Figure 3

BMI1 represses the BMP pathway and controls cell migration of primary Group 4 MB cells and MB cell lines. (A) Analysis of BMI1 protein expression in various MB cell lines. (B) Effective BMI1 knock down is seen in DAOY and D-458 48 hrs after treatment with BMI1 siRNA, as compared to siScr and Untreated (Untr) controls. (C) Increased phosphorylation of SMAD1,5,8 proteins (pSMAD1,5,8) as compared to total SMAD1,5,8 is seen in DAOY cells following BMI1 shRNA treatment (shBMI1) as compared to shScr. (D) BMI1 protein expression is seen in primary Group 4 MB cells (ICb-1299), and the expression levels are comparable to that of DAOY. (E) An effective BMI1 knock down is achieved in ICb-1299 primary cells following BMI1 shRNA treatment. (F) Increased pSMAD1,5,8 expression as compared to total SMAD1,5,8 is also seen in ICb-1299 upon BMI1 knock down, indicative of BMP pathway activation. (G) Schematic of organotypic cerebellar slice co-culture used as an ex vivo assay to study MB cell migration.
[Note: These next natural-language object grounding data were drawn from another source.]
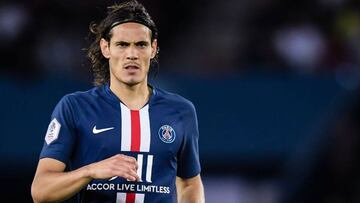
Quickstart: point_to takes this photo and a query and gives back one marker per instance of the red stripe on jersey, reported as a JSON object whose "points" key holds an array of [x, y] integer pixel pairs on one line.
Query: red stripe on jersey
{"points": [[135, 131], [130, 197]]}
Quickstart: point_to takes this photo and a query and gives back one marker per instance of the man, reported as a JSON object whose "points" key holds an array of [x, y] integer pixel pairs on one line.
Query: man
{"points": [[124, 140]]}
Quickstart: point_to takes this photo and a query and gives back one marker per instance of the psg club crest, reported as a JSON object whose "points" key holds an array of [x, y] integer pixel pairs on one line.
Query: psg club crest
{"points": [[167, 134]]}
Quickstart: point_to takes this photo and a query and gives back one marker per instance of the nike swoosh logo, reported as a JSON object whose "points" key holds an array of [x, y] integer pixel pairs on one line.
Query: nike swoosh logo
{"points": [[97, 131]]}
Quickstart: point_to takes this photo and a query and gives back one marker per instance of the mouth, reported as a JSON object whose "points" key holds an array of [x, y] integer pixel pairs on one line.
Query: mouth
{"points": [[132, 67]]}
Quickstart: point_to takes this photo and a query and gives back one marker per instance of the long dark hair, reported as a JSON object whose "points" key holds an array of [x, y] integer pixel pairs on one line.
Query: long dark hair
{"points": [[130, 11]]}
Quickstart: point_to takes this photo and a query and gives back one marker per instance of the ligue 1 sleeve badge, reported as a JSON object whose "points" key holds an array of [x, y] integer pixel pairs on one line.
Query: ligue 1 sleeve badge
{"points": [[167, 134]]}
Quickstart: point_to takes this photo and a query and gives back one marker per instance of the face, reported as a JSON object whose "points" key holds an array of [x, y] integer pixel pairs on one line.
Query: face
{"points": [[129, 52]]}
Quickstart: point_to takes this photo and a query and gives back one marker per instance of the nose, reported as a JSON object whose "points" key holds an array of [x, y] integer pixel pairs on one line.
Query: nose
{"points": [[132, 53]]}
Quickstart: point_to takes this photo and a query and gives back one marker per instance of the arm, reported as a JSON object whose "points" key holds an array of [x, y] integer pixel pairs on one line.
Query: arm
{"points": [[190, 190], [52, 184]]}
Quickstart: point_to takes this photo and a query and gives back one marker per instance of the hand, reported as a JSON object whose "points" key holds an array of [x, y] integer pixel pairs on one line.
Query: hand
{"points": [[118, 165]]}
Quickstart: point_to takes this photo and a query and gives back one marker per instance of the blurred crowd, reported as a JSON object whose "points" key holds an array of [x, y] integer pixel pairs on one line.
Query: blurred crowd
{"points": [[206, 38], [217, 39]]}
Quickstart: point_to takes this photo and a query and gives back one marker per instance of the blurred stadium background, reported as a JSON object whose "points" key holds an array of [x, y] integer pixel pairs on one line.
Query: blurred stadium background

The DAOY or ICb-1299 cell spheres are placed on the slices and allowed to migrate for 8 days. (H) Confocal images at day 8 demonstrate migration of GFP labelled DAOY cells on the cerebellar slice. Reduced cell migration in shBMI1 (right) compared to shScr treated (left) DAOY cells. (I and J) Decreased area of migration (I) and a decreased distance of migration (J) is seen in both DAOY and ICb-1299 cells treated with shBMI1, compared to shScr controls. Three areas were assessed on each slice and a total of three slices were analysed in each group (N = 3). Error bars in graphs represent SD. *, P < 0.05; **, P < 0.01. Scale bar is 250 μm. Abbreviations: GFP, Green Fluorescent Protein; DAPI, 4′,6-diamidino-2-phenylindole.